De interventies van de ECB nemen de druk weg om broodnodige hervormingen door te voeren en budgettair orde op zaken te stellen. Japan, onder leiding van premier Shinzo Abe, zocht de voorbije jaren met zijn Abenomics zijn toevlucht tot QE in het kwadraat. In principe kende zijn beleid drie pijlers: kwantitatieve geldverruiming, fiscale stimuli en structurele hervormingen. Van die laatste pijler is nog maar weinig in huis gekomen en de eerste twee veroorzaakten hogere tekorten, nog meer schulden en een zoveelste recessie. Is dat de richting die we willen uitgaan?
Wanneer we in de toekomst weer willen groeien, hebben we geen keuze: hervormen is de enige optie. De loonkosten verlagen zodat meer mensen aan de slag kunnen en de arbeidsmarkt flexibeler maken zodat laaggeschoolden sneller een job aangeboden krijgen. Het pensioensysteem en de sociale zekerheid hervormen zodat de betaalbaarheid op lange termijn verzekerd wordt en de overheid efficiënter maken zodat belastingen en schulden naar beneden kunnen.
Geen wondermiddelen
De inspanningen van de federale regering zijn het begin van deze lange weg. Sommige landen van de eurozone hebben die hervormingen al grotendeels achter de rug. Andere zijn op de goede weg. Op het einde liggen economische groei, jobs, een betere arbeidsmarkt en een verzekerde sociale zekerheid te wachten. Dat het werkt, zien we bij onze Duitse oosterbuur. In 2003 was het land de zieke man van Europa, vandaag de economische sterkhouder.

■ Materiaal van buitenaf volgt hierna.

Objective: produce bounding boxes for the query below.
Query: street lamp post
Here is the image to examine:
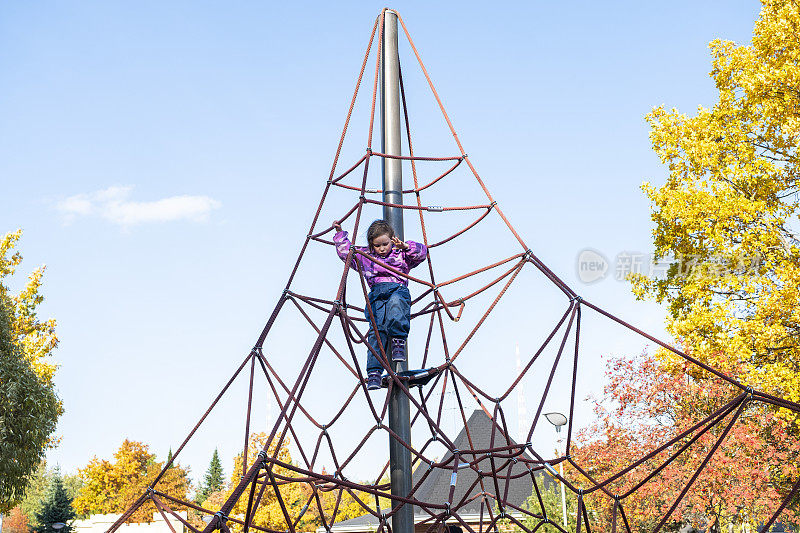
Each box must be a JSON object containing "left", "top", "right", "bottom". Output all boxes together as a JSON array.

Nieuwjaarstijden nodigen uit om te dromen, maar wondermiddelen bestaan niet. De sleutel voor groei ligt bij het standvastig doorvoeren van hervormingen. De lage olieprijs, de dalende euro en de Amerikaanse groei bieden bovendien reële opportuniteiten. Draghi’s voorstel om in de eurozone over te gaan tot QE zou net zorgen voor meer schulden en minder hervormingen. Een crisis los je niet op door geld te printen.